While petitioner has the right to appeal such suspension, the scope of review on that appeal is limited to determining whether the driver had been convicted and whether the secretary properly computed the points against him and applied mandatory provisions of the code: Virnelson Motor Vehicle Operator License Case, 212 Pa. Superior Ct. 359, 243 A.2d *98464 (1968); Wall Motor Vehicle Operator License Case, 212 Pa. Superior Ct. 376, 243 A.2d 475 (1968). Accordingly, our decision must turn on whether or not the secretary properly computed the point record of petitioner. Two sections of the code are involved in this case: sections 619.l(j) and 619.l(m). Section 619. l(j) provides “Except as provided in subsection (in) of this section, points recorded against any person shall be removed from the date of last conviction at the rate of two (2) for each year in which such person is not convicted of any violation of the laws of the Commonwealth relating to vehicles or tractors.” (Italics supplied.)

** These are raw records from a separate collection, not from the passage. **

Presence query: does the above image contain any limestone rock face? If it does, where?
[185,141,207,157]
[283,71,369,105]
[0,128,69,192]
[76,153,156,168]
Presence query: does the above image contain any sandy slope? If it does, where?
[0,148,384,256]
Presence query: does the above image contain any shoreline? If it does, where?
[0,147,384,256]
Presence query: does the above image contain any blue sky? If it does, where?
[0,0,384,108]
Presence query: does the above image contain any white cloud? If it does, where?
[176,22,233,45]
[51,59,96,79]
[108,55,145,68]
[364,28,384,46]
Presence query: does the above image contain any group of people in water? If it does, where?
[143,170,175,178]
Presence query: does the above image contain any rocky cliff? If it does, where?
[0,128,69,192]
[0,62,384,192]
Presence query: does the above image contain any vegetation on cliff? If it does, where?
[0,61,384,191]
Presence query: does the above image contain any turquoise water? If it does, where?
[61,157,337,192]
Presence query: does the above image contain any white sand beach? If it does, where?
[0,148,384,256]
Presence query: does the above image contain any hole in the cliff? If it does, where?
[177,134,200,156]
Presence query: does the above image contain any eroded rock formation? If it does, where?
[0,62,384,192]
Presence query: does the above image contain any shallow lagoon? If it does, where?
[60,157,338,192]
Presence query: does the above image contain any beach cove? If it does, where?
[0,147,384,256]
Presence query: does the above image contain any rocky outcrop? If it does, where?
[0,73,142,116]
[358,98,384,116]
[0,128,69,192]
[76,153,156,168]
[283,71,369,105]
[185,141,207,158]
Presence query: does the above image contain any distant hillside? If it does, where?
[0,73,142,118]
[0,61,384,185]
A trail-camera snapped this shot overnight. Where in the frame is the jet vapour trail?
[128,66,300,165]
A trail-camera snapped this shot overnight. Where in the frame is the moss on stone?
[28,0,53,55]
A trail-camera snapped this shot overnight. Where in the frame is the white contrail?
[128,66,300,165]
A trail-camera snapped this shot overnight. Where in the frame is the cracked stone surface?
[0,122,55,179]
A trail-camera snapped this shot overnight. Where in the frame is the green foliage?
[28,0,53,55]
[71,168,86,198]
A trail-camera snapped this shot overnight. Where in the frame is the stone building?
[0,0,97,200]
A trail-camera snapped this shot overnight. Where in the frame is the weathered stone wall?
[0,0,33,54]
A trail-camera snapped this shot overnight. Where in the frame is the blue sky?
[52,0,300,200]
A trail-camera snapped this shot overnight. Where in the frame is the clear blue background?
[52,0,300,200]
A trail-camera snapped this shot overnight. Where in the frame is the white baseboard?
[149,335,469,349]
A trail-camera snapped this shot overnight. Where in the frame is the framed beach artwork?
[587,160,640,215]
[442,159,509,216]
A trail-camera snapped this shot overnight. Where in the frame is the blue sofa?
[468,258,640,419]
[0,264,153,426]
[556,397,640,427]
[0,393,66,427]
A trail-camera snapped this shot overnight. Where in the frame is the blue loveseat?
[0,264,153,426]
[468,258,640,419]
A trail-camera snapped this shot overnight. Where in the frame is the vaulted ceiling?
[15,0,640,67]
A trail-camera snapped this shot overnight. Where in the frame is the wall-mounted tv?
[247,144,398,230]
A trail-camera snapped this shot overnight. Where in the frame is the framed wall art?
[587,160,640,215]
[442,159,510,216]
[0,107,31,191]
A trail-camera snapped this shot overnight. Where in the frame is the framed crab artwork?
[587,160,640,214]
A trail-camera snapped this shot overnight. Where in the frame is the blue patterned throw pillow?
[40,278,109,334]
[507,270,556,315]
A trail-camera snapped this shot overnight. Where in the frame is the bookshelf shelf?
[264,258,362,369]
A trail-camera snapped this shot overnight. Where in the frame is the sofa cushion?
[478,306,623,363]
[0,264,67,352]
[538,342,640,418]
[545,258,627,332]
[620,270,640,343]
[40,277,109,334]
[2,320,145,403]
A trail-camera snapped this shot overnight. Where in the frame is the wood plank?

Section 619. l(m) provides:
“Upon the restoration of driving privileges of any person whose operator’s license or learner’s permit has been suspended pursuant to this act, such person’s record shall show five (5) points and from the date of restoration such points shall be removed from his record at the rate of two (2) each year, as provided in subsection (j).”
Petitioner does not argue that the assessment of points for violation was in error, but that the secretary failed to give him proper credits. Petitioner’s record showed a conviction in November of 1966 and the next conviction occurred in October of 1970, thereby showing three full years where there were no violations. On this basis, petitioner claims that the secretary should have credited six points to his record, reducing it to zero, rather than five points on the restoration on October 10, 1970. However, such a result would be contrary to section 619. l(m), previously quoted, to the effect that on the restoration of driving privileges, the operator’s record shall show five points. We believe that section (m) must supersede section (j): Commonwealth v. Yodock, 42 Northumb. L. J. 91 *99(1970). This court finds then, after a review of the record, that the secretary was justified in his action in suspending the operating privileges of petitioner. Thus, we make the following
ORDER
And now, to wit, March 27, 1972, the appeal is dismissed, and the action of the secretary in suspending the operating privileges of Peter R. McKeown for a period of 60 days is affirmed and said suspension is reinstated.